The analysis is divided into three parts : Exploratory Data Analysis, Natural Language Processing and Machine Learning. All the business questions revolve around these three processes.
EDA is a necessary step to understand the data and explore the variables before deep-diving into the analysis. Some basic graphs were plotted to understand the Reddit data and look at the patterns and abnormalities.
As explained above the EDA is a vital key of any data science project, there were some interesting questions that were explored in this section. Some of the intermediary questions could not be plotted because of the limitations of this dataset and different columns than the requirement for the question. Reddit data analysis is performed on a very high volume of data (18 million + rows) and it is important to understand the structure and integral pieces of the data before conducting any analysis.
The relationship between the score and the length of the comment is very erratic. Comparatively, the average score is low if the length of comment is small. If the author is aiming to increase his score, he should target to keep his character count more than 3000+.
The most active users and their controversiality is plotted to gain insights on the activity of the reddit users in the PublicFreakout subreddit. It is observed that, for the most active user, even if the score of the comments increases, the number of awards does not increase and is still consistently zero.
Moving on to the activity of the users, the timeframe with the highest activity (hottest comment time) is between 3pm and 7pm. Now to the bigger picture of the timeline, there is a spike in the frequency of comments after March 2020, this is the exact time when covid hit. This spike makes sense as people were clueless regarding the situation and freaking out and must have found Reddit the perfect platform to vent out their emotions being anonymous. After this jump, the number of Reddit users increases. A new dataset is joined to explore the impact of Covid on the activity of the Subreddit.
The next section in our analysis is NLP. Natural language processing (NLP) is the ability of a computer program to understand human language as it is spoken and written -- referred to as natural language.

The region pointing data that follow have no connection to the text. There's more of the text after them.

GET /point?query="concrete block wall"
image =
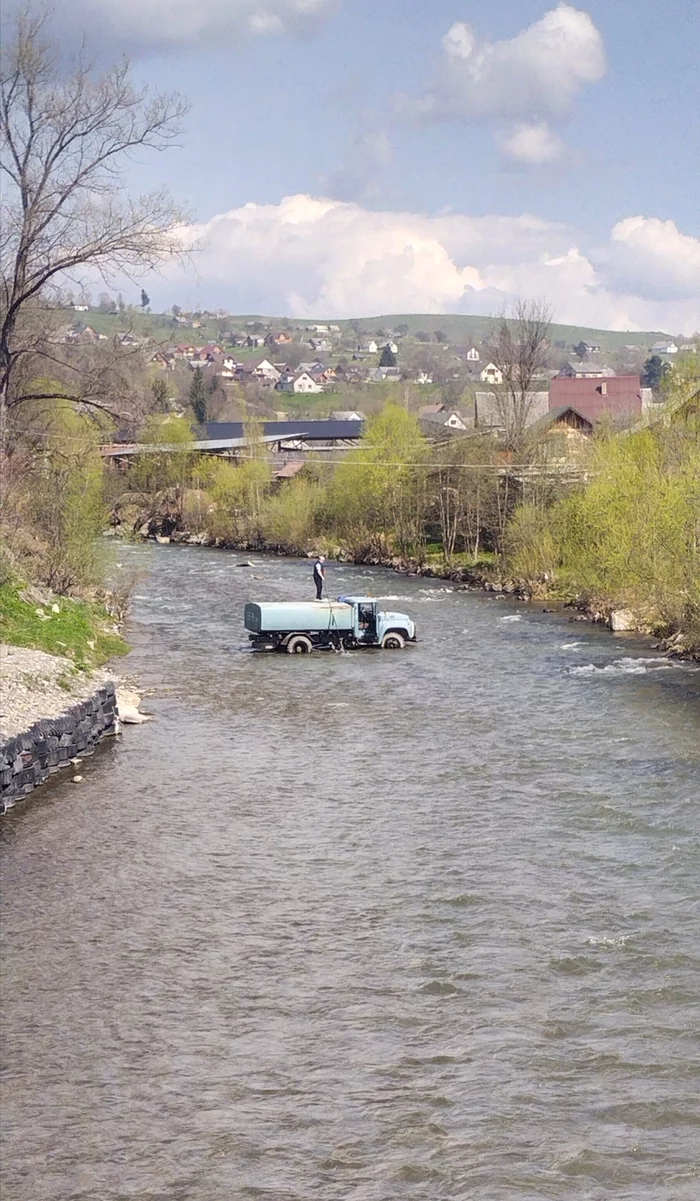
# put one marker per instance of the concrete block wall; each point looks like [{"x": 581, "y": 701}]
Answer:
[{"x": 29, "y": 759}]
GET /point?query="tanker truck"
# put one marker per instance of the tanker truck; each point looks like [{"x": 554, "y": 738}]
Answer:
[{"x": 299, "y": 627}]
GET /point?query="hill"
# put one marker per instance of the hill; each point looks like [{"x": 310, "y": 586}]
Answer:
[{"x": 459, "y": 329}]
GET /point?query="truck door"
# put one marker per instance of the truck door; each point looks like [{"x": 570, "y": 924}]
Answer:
[{"x": 368, "y": 622}]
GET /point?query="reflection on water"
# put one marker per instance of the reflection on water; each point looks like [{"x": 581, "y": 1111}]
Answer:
[{"x": 362, "y": 926}]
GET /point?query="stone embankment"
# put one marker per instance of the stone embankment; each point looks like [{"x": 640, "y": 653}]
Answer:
[
  {"x": 51, "y": 716},
  {"x": 53, "y": 742}
]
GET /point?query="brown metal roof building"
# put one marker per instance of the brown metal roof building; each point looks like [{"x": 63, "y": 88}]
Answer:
[{"x": 618, "y": 398}]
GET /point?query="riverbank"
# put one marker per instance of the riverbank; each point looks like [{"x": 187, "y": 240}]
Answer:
[
  {"x": 58, "y": 697},
  {"x": 488, "y": 578}
]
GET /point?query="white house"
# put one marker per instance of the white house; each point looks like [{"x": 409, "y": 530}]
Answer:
[
  {"x": 446, "y": 420},
  {"x": 304, "y": 383},
  {"x": 491, "y": 374},
  {"x": 264, "y": 370},
  {"x": 586, "y": 370}
]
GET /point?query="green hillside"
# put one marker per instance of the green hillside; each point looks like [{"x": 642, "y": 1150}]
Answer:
[{"x": 459, "y": 329}]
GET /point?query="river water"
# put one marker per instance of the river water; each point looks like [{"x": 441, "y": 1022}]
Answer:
[{"x": 417, "y": 924}]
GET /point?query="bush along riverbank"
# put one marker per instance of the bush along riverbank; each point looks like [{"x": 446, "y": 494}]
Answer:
[{"x": 618, "y": 538}]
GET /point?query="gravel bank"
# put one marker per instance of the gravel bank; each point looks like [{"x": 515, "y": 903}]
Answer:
[{"x": 35, "y": 685}]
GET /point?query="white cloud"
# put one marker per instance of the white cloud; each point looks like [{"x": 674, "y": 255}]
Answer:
[
  {"x": 369, "y": 154},
  {"x": 321, "y": 257},
  {"x": 533, "y": 145},
  {"x": 653, "y": 257},
  {"x": 533, "y": 76},
  {"x": 145, "y": 25}
]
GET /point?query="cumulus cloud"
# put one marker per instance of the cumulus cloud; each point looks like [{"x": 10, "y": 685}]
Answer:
[
  {"x": 322, "y": 257},
  {"x": 369, "y": 154},
  {"x": 151, "y": 25},
  {"x": 532, "y": 145},
  {"x": 532, "y": 78},
  {"x": 653, "y": 257},
  {"x": 536, "y": 75}
]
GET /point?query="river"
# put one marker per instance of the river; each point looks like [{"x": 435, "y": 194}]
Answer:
[{"x": 382, "y": 925}]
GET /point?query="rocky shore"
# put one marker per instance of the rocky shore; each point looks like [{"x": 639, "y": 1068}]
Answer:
[
  {"x": 36, "y": 686},
  {"x": 51, "y": 716}
]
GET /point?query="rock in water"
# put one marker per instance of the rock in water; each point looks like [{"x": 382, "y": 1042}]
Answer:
[
  {"x": 127, "y": 703},
  {"x": 622, "y": 621}
]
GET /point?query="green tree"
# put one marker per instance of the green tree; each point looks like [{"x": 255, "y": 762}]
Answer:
[
  {"x": 377, "y": 497},
  {"x": 198, "y": 396},
  {"x": 61, "y": 500},
  {"x": 654, "y": 371},
  {"x": 161, "y": 399}
]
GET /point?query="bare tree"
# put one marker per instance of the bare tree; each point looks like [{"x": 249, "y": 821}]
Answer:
[
  {"x": 519, "y": 347},
  {"x": 65, "y": 142}
]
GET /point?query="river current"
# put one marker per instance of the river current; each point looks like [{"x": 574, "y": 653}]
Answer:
[{"x": 368, "y": 926}]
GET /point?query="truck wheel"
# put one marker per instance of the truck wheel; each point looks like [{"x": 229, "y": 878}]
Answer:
[{"x": 299, "y": 645}]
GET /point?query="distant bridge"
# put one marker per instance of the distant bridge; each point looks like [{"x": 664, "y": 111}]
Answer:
[{"x": 231, "y": 437}]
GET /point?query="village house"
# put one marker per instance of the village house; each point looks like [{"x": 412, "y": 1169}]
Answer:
[
  {"x": 562, "y": 435},
  {"x": 438, "y": 416},
  {"x": 279, "y": 339},
  {"x": 586, "y": 370},
  {"x": 299, "y": 383},
  {"x": 620, "y": 399},
  {"x": 489, "y": 410},
  {"x": 87, "y": 334},
  {"x": 264, "y": 371},
  {"x": 491, "y": 374},
  {"x": 348, "y": 414},
  {"x": 321, "y": 345},
  {"x": 380, "y": 375}
]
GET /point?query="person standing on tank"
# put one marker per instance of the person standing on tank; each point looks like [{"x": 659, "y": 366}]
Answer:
[{"x": 319, "y": 575}]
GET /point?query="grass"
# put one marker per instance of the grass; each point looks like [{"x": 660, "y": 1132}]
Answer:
[
  {"x": 79, "y": 631},
  {"x": 459, "y": 329}
]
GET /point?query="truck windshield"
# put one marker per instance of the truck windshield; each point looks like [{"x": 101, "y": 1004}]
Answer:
[{"x": 366, "y": 614}]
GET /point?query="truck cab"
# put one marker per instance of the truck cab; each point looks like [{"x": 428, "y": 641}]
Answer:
[{"x": 375, "y": 627}]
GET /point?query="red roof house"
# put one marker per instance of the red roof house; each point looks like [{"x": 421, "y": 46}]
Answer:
[{"x": 617, "y": 398}]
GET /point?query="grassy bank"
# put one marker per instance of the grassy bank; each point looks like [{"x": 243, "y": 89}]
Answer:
[{"x": 81, "y": 631}]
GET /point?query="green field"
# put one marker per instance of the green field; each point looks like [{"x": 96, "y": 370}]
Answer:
[{"x": 458, "y": 328}]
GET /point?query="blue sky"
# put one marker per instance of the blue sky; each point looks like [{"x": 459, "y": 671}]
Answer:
[{"x": 462, "y": 153}]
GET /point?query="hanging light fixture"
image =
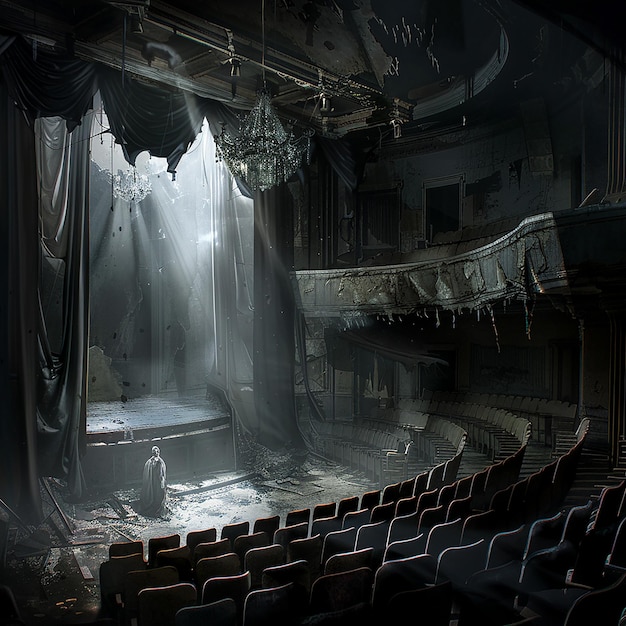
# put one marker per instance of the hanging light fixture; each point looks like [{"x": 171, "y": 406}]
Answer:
[{"x": 263, "y": 153}]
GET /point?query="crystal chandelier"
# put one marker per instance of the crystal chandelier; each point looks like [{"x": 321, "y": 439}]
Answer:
[
  {"x": 131, "y": 186},
  {"x": 264, "y": 153}
]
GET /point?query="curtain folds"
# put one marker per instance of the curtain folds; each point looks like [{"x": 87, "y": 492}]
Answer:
[
  {"x": 46, "y": 189},
  {"x": 274, "y": 319},
  {"x": 61, "y": 411},
  {"x": 19, "y": 475},
  {"x": 143, "y": 117},
  {"x": 43, "y": 84}
]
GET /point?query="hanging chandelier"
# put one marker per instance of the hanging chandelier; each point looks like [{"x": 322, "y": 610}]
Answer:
[
  {"x": 131, "y": 185},
  {"x": 263, "y": 153}
]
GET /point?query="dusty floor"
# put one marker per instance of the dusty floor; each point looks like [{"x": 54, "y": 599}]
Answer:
[{"x": 54, "y": 571}]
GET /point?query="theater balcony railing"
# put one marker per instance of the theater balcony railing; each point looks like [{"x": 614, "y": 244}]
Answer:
[{"x": 519, "y": 265}]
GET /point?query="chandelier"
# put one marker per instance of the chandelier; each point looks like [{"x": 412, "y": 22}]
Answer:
[
  {"x": 263, "y": 154},
  {"x": 131, "y": 186}
]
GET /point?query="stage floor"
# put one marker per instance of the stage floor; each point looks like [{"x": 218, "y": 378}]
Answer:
[{"x": 153, "y": 412}]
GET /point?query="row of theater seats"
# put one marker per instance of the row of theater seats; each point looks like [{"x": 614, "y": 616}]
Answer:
[
  {"x": 546, "y": 416},
  {"x": 379, "y": 447},
  {"x": 493, "y": 431},
  {"x": 348, "y": 560}
]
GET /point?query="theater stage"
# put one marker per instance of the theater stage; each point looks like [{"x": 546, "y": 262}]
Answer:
[{"x": 195, "y": 433}]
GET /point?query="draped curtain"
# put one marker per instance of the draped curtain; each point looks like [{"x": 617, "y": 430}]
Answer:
[{"x": 45, "y": 187}]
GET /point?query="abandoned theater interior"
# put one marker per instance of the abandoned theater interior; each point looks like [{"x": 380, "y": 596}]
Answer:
[{"x": 353, "y": 272}]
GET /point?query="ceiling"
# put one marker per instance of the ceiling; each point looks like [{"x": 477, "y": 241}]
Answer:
[{"x": 337, "y": 66}]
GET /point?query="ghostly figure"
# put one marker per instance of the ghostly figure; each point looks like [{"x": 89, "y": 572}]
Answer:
[{"x": 153, "y": 488}]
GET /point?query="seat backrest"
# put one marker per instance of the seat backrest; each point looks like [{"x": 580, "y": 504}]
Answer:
[
  {"x": 343, "y": 561},
  {"x": 458, "y": 563},
  {"x": 222, "y": 612},
  {"x": 242, "y": 543},
  {"x": 137, "y": 580},
  {"x": 443, "y": 535},
  {"x": 297, "y": 516},
  {"x": 392, "y": 577},
  {"x": 373, "y": 536},
  {"x": 269, "y": 524},
  {"x": 506, "y": 546},
  {"x": 404, "y": 506},
  {"x": 324, "y": 509},
  {"x": 343, "y": 540},
  {"x": 257, "y": 559},
  {"x": 430, "y": 517},
  {"x": 390, "y": 493},
  {"x": 478, "y": 525},
  {"x": 180, "y": 558},
  {"x": 308, "y": 549},
  {"x": 227, "y": 564},
  {"x": 577, "y": 522},
  {"x": 235, "y": 586},
  {"x": 230, "y": 531},
  {"x": 324, "y": 525},
  {"x": 383, "y": 512},
  {"x": 285, "y": 534},
  {"x": 403, "y": 527},
  {"x": 547, "y": 569},
  {"x": 203, "y": 535},
  {"x": 349, "y": 503},
  {"x": 157, "y": 606},
  {"x": 545, "y": 532},
  {"x": 356, "y": 518},
  {"x": 274, "y": 605},
  {"x": 607, "y": 602},
  {"x": 459, "y": 507},
  {"x": 334, "y": 592},
  {"x": 161, "y": 543},
  {"x": 296, "y": 572},
  {"x": 211, "y": 548},
  {"x": 370, "y": 499},
  {"x": 405, "y": 548},
  {"x": 112, "y": 574},
  {"x": 124, "y": 548},
  {"x": 435, "y": 601}
]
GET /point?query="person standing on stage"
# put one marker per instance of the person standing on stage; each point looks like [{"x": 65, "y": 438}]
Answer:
[{"x": 153, "y": 488}]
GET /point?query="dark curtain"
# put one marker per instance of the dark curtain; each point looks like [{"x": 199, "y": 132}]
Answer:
[
  {"x": 46, "y": 85},
  {"x": 274, "y": 311},
  {"x": 19, "y": 314},
  {"x": 143, "y": 117},
  {"x": 47, "y": 378},
  {"x": 62, "y": 401}
]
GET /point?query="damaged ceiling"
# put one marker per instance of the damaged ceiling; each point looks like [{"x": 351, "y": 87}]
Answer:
[{"x": 335, "y": 66}]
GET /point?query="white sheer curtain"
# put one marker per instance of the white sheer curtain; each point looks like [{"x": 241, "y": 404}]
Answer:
[{"x": 172, "y": 275}]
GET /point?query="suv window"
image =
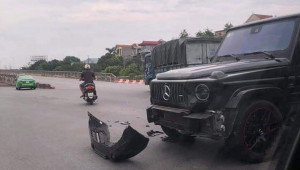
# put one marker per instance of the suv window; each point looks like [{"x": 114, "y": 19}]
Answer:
[{"x": 267, "y": 37}]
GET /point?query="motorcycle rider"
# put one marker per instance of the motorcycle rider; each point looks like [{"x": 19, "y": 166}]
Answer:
[{"x": 88, "y": 77}]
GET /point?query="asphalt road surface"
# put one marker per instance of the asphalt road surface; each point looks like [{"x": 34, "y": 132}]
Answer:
[{"x": 48, "y": 129}]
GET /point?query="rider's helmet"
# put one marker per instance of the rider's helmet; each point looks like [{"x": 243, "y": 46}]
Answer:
[{"x": 87, "y": 66}]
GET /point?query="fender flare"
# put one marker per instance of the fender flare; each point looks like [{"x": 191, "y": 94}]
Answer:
[{"x": 242, "y": 94}]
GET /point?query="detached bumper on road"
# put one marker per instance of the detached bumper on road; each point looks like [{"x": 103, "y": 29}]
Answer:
[
  {"x": 207, "y": 123},
  {"x": 130, "y": 144}
]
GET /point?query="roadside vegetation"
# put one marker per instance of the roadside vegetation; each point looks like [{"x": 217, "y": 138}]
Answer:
[{"x": 110, "y": 62}]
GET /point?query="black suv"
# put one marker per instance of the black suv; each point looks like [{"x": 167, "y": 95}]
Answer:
[{"x": 251, "y": 87}]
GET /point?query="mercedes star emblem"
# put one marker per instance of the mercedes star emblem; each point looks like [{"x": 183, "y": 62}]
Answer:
[{"x": 167, "y": 92}]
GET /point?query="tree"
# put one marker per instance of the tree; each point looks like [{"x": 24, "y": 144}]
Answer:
[
  {"x": 131, "y": 70},
  {"x": 113, "y": 69},
  {"x": 109, "y": 60},
  {"x": 199, "y": 34},
  {"x": 227, "y": 26},
  {"x": 111, "y": 50},
  {"x": 206, "y": 33},
  {"x": 183, "y": 34},
  {"x": 70, "y": 60},
  {"x": 36, "y": 65}
]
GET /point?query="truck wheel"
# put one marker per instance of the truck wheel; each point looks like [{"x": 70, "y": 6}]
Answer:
[
  {"x": 256, "y": 130},
  {"x": 175, "y": 135}
]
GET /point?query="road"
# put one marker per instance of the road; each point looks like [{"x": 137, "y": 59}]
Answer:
[{"x": 48, "y": 129}]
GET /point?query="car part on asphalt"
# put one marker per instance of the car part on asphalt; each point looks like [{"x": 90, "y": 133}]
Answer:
[
  {"x": 44, "y": 86},
  {"x": 153, "y": 133},
  {"x": 130, "y": 144}
]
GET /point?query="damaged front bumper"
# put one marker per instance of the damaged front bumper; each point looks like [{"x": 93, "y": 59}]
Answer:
[
  {"x": 208, "y": 123},
  {"x": 130, "y": 144}
]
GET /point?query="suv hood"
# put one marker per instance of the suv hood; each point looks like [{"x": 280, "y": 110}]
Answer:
[{"x": 232, "y": 67}]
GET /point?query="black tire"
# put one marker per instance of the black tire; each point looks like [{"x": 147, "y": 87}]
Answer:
[
  {"x": 256, "y": 131},
  {"x": 175, "y": 135}
]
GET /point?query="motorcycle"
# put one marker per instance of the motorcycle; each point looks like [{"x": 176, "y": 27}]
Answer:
[{"x": 90, "y": 93}]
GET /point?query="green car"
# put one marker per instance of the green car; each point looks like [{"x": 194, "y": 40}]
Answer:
[{"x": 25, "y": 81}]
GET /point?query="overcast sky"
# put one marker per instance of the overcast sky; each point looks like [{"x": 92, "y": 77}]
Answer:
[{"x": 58, "y": 28}]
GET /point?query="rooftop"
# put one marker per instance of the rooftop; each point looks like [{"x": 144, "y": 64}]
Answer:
[{"x": 151, "y": 42}]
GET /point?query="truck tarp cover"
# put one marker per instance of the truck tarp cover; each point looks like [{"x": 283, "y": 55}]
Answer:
[
  {"x": 130, "y": 144},
  {"x": 174, "y": 52}
]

We found out the sentiment of each comment and tried to conduct our analysis revolving the sentiments. We looked at the fluctuation of sentiments in the comments and the relation between the different flags (Pandemic Freakout and Arrest Freakout) and the sentiment.
The last section of this analysis is Machine Learning. Machine learning algorithms use historical data as input to predict new output values.Machine learning (ML) is a type of artificial intelligence (AI) that allows software applications to become more accurate at predicting outcomes without being explicitly programmed to do so.
In this section, we tried to predict the score of the comment using different features. Two models were created to predict the score of the comment, comparatively less features are used to predict the score and hence it cannot be accurately predicted. With the available comment data, it is difficult to predict the score value accurately. The second business question that I tried to answer was predicting the controversiality of a comment using features of the reddit comment. Two models were used to predict the label, both have pretty poor accuracy as accuracy in 60s to predict a binary label is almost like flipping a coin. To improve the prediction, either a different model can be used or shuffling the predictor variables.
Future Prospects
The future plan is to identify the locations where the people are freaking out the most by extracting the main post from reddit api. On these post we can use NER models to extract the GPE and perform analysis to answer this business question. The next section that we can explore is to determine the category of the reddit posts. The posts on this subreddit are divided into different sections or flairs (Eg. Happy Freakout, Pandemic Freakout, Karen Freakout, etc.). We can try predicting which flair the post will be categorized in. For the next section, we can determine if the posts are relevant to the world affairs of a specific timeframe (Eg. Russia/Ukraine war).Pull out specific dates of the posts and match it with the current affairs going on around that timeframe. The final prospectic aspect that we can explore through this project is to check if a negative connotation point towards a specific class of people. For this we can provide a list of keywords to the machine learning model and based on texts, they will be categorized into different classes of people, once that is determined a text analysis will determine if a post belonging to a specific class is negative or positive.